Che suono ha la natura? E se la musica dell’uomo fosse nata imitando quella degli animali? È da queste domande che parte Musica Bestiale, la nuova serie documentaristica ideata da Pietro Morello – creator torinese seguito da quasi 5 milioni di persone e impegnato come operatore umanitario – che porta lo spettatore in viaggio tra gli angoli più selvaggi del pianeta, alla scoperta degli animali che comunicano con la musica.
Foreste, mari, montagne: ogni episodio è un’avventura tra habitat incontaminati dove la natura detta ancora le regole. L’obiettivo? Ascoltare. E cercare, attraverso l’osservazione e l’ascolto, le origini più profonde della musica, a partire dai versi, dai canti e dai richiami che gli animali usano per orientarsi, accoppiarsi, cacciare o difendersi.

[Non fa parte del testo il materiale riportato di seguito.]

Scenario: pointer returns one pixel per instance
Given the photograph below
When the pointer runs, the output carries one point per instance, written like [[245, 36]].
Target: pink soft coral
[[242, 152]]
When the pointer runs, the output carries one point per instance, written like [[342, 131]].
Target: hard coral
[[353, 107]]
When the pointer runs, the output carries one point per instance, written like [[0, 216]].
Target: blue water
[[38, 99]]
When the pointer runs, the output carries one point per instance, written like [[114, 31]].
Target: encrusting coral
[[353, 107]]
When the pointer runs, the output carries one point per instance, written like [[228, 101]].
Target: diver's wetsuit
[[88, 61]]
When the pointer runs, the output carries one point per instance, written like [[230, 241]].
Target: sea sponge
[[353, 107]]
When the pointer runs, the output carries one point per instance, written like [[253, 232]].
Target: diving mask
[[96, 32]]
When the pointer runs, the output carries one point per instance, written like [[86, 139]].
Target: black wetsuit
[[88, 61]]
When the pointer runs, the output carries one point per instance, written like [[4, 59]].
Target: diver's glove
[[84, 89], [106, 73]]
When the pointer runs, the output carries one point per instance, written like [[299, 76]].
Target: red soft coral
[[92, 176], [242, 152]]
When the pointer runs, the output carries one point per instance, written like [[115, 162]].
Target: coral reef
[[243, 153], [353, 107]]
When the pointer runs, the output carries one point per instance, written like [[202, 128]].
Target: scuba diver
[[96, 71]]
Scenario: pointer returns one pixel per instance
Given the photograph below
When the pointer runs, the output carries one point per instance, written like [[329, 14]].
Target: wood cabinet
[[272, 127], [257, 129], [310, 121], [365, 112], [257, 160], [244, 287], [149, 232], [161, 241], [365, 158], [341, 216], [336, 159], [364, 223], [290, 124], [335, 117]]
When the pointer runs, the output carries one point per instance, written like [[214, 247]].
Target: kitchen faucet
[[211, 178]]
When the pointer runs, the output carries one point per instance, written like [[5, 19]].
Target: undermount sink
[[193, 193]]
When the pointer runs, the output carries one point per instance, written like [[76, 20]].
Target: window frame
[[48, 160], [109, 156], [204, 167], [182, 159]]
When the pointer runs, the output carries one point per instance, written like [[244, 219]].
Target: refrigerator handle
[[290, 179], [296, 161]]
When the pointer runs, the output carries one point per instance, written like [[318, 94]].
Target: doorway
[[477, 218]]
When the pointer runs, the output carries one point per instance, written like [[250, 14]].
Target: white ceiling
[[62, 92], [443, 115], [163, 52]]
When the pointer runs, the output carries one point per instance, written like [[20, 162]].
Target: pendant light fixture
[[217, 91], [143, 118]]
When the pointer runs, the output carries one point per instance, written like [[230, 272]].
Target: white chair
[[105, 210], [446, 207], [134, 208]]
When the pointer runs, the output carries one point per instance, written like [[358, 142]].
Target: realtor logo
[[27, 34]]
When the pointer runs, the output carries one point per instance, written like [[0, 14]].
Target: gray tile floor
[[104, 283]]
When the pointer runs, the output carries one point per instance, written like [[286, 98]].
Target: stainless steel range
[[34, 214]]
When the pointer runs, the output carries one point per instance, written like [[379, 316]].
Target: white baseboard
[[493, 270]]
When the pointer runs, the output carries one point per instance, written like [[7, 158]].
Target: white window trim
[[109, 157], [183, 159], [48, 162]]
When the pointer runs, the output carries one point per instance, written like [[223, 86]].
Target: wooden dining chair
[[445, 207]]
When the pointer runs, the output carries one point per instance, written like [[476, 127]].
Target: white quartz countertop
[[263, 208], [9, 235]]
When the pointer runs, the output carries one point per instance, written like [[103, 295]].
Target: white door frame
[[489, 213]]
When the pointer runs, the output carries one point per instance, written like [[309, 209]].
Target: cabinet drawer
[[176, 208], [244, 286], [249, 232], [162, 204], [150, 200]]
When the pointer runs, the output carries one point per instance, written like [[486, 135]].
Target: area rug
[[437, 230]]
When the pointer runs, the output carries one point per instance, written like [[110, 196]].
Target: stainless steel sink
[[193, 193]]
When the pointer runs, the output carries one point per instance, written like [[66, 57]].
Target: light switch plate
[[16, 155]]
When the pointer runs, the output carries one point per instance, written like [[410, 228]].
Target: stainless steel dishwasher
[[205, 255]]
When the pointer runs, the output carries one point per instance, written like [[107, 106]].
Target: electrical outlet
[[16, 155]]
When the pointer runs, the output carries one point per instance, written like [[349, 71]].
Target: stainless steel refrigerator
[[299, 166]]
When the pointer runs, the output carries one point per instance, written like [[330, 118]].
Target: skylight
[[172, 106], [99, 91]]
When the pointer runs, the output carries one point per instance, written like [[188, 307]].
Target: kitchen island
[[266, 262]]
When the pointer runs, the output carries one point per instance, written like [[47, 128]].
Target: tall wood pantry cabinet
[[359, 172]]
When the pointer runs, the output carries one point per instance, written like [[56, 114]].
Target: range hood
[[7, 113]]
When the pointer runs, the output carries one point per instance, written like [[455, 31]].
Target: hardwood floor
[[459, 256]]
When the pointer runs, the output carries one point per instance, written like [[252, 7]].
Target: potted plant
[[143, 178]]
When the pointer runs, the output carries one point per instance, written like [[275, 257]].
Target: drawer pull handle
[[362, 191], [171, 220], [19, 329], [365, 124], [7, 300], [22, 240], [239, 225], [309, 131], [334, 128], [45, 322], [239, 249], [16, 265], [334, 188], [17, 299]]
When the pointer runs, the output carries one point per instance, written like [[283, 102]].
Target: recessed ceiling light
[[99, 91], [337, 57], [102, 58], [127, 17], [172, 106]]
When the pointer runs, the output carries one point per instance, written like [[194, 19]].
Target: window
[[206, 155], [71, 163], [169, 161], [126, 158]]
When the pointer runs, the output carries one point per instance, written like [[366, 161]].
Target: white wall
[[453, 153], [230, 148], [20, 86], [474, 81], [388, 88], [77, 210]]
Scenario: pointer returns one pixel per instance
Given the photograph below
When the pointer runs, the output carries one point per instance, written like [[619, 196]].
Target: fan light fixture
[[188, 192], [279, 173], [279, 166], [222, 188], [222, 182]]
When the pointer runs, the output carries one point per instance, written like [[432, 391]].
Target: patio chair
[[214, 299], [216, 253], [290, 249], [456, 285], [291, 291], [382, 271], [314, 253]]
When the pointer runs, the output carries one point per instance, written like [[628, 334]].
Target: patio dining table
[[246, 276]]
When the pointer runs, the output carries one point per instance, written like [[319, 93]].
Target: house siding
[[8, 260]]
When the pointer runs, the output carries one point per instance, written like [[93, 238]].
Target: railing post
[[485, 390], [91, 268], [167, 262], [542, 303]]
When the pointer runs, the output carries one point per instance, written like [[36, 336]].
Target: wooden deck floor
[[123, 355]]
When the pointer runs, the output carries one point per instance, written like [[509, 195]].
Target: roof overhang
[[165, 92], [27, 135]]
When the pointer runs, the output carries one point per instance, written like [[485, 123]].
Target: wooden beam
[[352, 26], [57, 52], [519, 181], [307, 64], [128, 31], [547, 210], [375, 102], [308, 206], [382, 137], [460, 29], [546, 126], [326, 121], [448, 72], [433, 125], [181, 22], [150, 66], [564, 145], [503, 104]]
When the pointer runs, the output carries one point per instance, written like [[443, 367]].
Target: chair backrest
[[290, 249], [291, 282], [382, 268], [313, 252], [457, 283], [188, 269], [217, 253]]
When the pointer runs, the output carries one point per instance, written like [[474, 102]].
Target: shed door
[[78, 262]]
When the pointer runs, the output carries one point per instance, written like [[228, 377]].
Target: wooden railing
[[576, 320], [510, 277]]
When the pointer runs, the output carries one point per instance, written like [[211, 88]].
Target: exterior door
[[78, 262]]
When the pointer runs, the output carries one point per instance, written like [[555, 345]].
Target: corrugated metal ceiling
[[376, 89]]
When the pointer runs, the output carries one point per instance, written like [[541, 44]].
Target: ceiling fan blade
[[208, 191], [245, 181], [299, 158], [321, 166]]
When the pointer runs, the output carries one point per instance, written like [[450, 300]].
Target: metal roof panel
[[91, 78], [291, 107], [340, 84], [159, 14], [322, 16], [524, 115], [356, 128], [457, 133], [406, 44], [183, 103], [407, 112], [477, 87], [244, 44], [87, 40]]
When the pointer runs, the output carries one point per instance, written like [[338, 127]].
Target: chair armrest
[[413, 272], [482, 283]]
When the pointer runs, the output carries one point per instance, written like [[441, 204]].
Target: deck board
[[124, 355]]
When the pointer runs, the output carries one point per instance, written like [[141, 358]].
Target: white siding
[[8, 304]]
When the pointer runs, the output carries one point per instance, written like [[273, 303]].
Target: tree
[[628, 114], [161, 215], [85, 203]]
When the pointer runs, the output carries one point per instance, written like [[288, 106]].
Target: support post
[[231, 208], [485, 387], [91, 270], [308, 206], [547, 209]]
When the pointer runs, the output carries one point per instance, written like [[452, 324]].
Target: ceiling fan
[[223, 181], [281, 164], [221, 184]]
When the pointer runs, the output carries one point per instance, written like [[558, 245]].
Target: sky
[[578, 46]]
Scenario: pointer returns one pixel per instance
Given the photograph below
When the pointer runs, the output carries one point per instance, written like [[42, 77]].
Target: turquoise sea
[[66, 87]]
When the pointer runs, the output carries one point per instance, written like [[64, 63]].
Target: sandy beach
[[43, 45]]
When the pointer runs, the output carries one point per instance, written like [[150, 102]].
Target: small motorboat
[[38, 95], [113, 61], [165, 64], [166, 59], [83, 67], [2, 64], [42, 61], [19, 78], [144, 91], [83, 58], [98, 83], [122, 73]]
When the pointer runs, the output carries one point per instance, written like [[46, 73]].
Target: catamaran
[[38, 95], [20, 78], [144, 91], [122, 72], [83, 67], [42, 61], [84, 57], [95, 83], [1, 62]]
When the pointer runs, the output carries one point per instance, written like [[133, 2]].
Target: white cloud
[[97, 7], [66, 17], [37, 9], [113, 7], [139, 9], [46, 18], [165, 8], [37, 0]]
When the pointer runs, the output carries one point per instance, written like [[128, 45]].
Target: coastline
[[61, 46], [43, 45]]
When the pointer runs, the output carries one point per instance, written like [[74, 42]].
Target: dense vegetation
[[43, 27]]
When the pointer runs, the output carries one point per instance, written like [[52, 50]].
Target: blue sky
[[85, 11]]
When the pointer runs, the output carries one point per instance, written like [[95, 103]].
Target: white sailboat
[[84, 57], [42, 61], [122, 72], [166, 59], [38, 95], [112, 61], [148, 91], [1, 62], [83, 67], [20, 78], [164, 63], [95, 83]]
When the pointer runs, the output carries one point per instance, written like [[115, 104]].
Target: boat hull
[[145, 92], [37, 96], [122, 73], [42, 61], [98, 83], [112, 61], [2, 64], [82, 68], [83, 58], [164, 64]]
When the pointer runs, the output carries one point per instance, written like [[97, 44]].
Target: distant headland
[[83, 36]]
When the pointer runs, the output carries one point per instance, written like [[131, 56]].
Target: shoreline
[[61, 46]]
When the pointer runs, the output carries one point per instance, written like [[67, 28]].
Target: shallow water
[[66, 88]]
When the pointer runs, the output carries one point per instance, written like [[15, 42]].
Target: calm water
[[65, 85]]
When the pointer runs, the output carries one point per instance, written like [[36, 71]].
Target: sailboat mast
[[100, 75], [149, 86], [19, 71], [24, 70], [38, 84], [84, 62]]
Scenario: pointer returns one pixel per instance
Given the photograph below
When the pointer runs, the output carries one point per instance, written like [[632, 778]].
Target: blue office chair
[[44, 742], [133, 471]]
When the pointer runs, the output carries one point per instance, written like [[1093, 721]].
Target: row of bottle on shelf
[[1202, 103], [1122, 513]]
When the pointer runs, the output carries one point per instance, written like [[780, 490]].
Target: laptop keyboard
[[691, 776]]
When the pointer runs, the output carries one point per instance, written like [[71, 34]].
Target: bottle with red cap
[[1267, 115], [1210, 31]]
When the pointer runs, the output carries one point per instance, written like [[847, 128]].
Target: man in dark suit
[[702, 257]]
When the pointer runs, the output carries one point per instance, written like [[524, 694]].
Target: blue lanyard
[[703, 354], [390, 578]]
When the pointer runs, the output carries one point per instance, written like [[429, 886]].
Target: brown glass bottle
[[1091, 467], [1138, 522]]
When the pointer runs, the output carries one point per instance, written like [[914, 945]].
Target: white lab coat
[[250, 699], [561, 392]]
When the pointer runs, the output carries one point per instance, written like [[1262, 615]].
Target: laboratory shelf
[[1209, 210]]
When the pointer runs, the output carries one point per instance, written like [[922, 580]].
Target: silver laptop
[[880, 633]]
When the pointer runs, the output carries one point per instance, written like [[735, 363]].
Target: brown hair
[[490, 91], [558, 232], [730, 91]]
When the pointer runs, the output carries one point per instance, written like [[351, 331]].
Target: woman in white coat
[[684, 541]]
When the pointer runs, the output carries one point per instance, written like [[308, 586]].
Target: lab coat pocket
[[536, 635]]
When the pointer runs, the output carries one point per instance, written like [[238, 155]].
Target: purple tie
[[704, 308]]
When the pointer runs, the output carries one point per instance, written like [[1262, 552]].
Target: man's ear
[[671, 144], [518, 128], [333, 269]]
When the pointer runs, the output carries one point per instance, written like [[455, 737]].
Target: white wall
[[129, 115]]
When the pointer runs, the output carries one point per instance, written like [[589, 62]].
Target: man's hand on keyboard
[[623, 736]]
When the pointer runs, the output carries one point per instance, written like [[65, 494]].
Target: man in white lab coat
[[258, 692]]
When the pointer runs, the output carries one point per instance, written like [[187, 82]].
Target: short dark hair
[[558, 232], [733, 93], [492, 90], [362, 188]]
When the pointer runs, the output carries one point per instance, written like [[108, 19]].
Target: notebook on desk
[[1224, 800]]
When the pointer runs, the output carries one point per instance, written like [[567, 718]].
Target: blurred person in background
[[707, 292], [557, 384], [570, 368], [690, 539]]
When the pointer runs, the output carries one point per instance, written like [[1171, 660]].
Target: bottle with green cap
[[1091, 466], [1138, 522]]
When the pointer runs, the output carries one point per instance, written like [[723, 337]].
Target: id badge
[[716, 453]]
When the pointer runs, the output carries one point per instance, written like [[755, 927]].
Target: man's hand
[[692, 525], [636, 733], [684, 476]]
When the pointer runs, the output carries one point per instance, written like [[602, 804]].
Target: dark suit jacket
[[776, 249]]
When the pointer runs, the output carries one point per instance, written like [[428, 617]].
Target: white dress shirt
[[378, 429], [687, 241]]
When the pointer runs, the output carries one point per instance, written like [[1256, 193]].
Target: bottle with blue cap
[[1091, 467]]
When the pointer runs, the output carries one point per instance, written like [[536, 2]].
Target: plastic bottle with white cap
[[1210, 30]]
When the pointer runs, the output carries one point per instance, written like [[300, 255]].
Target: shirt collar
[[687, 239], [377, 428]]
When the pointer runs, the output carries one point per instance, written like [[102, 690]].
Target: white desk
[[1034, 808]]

Il primo episodio, già online su YouTube, è ambientato in Amazzonia. Qui Morello va alla ricerca dell’Uirapuru, un piccolo uccello leggendario noto per il suo canto melodioso. Ma il viaggio è appena cominciato: i prossimi episodi porteranno il pubblico nel Mar Mediterraneo e sull’Appennino Tosco-Emiliano, per poi spingersi in Australia, tra le megattere e l’uccello lira, in Borneo con i gibboni e infine in Madagascar, seguendo le voci misteriose degli Indri Indri.
Musica Bestiale unisce divulgazione scientifica, musica e documentario naturalistico, con l’intento di avvicinare il pubblico alla biodiversità sonora del pianeta. Un modo originale per raccontare la musica e per ascoltare il mondo con orecchie nuove.